The decor is also food-themed. Paintings of fruit grace the walls, cookbooks line bookshelves in the lobby and pillows on the hotel beds depict utensils. An 8-foot-high knife and fork rest in a corner and in a hallway, two vertical, living herb gardens are a lush addition.

Even the hotel’s employees, who have dubbed themselves “Epicureans,” feel like they have a culinary responsibility.

“They are lovers of food and wine and will curate the experience for our guests,” said Joe Collier, president of Mainsail Lodging and Development Group.
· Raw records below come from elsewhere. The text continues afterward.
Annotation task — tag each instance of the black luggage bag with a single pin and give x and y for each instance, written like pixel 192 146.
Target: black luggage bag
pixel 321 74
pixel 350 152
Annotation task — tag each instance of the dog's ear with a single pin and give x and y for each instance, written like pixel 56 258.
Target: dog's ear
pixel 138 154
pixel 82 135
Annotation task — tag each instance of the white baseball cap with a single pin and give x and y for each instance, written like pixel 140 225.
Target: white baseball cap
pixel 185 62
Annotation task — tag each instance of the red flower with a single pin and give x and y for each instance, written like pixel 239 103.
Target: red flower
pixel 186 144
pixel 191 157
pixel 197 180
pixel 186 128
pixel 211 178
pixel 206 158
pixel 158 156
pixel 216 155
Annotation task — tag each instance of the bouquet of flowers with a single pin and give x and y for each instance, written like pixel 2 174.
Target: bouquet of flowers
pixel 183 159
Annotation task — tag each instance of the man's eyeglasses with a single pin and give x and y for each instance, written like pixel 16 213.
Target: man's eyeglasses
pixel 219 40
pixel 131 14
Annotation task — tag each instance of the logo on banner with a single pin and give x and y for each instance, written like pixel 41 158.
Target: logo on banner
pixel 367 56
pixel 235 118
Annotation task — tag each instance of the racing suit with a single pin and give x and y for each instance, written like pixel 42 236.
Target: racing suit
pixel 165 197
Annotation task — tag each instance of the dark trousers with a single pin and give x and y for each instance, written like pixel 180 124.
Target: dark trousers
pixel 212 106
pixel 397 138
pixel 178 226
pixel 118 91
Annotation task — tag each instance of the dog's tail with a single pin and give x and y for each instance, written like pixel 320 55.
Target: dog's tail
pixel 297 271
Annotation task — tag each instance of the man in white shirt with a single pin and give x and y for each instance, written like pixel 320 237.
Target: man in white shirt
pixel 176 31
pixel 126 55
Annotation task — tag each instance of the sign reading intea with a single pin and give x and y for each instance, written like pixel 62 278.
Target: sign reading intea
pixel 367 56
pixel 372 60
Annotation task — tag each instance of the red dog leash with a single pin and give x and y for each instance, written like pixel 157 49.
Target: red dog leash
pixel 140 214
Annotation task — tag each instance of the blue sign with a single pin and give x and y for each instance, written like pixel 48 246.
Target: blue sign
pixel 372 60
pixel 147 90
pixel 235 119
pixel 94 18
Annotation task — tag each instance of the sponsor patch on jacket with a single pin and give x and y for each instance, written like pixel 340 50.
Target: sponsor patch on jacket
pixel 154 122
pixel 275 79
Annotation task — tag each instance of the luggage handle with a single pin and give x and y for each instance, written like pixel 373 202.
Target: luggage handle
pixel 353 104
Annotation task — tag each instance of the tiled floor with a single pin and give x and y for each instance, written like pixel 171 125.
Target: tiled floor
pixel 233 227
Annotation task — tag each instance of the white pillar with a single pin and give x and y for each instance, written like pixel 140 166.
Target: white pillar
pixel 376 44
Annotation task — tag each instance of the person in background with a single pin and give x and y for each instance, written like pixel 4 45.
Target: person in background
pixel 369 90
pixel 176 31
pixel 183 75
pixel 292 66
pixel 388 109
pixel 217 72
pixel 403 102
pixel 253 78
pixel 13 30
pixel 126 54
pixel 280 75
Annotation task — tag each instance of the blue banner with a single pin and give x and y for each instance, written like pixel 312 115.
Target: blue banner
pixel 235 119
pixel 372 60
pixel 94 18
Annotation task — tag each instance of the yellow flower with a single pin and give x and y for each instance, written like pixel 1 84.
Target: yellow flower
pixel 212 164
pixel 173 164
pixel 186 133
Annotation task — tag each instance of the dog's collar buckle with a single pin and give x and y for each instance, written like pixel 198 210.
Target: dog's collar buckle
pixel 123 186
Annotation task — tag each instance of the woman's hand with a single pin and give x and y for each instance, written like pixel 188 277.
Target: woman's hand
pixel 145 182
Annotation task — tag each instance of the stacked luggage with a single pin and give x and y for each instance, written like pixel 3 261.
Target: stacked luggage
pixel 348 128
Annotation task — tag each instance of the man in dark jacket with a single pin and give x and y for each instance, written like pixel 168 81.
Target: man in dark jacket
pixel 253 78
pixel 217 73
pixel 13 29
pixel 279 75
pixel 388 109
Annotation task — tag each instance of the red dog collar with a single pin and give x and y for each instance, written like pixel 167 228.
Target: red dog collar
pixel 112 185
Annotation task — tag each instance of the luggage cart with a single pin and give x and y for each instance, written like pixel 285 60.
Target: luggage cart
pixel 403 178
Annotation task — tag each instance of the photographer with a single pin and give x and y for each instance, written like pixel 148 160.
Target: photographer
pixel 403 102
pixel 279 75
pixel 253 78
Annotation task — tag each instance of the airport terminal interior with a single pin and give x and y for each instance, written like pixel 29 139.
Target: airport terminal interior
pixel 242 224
The Tampa-based Mainsail partnered with the owner of the city’s best-known restaurant — Bern’s Steak House — to develop the boutique Epicurean hotel. Bern’s is across the street from The Epicurean, and Collier said that he expects guests to eat at the restaurant, drink at the hotel’s bar, sleep at the hotel, then enjoy other food-related activities the following day.

Bern’s, which was opened in Tampa in 1956 by Bern Laxer and is now owned by his son, David Laxer, boasts one of the largest wine lists of any restaurant in the world. TV chef Rachael Ray named it the best steak house in the U.S., and Wine Spectator Magazine has given it a “Grand Award” each year since 1981.

The restaurant’s expertise in wine will be shared across the street in the hotel, where a wine and spirits store is nestled on the first floor. It’s next to the culinary theater, which already has a calendar of events ranging from “The Universe of Krug Champagne” to “Tea and Chocolate Pairing.”

“Education and culinary growth have always been a big part of my family,” said Laxer.

Classes aren’t only for hotel guests, and neither is the rooftop bar, with its views of downtown Tampa.

During the opening party, the city’s movers and shakers sipped champagne and cheered when The Epicurean’s executive chef Chad Johnson sautéed a slab of steak on the culinary theater’s Viking stovetop. (The hotel restaurant also has a second, massive Viking stove, which cost $175,000).

Meanwhile, throughout the hotel, workers busily placed flatscreen TVs in rooms, wheeled pallets of doors into the spa and unwrapped chaise lounges on a patio deck. Only about 35 rooms were open at the kickoff, but Norwood Smith, Mainsail’s vice president of sales and marketing, said more rooms are coming on line every day. The hotel is booked solid for New Year’s Eve, he said.

The hotel is part of Marriott International’s Autograph Collection, and has a ballroom and space for weddings or business meetings. Room prices range from $200-$300 a night.

The patisserie will be open by mid-January, the spa will do business by the beginning of February, and a lavish grand opening party with celebrity chef Norman Van Aken is scheduled for Jan. 17-19.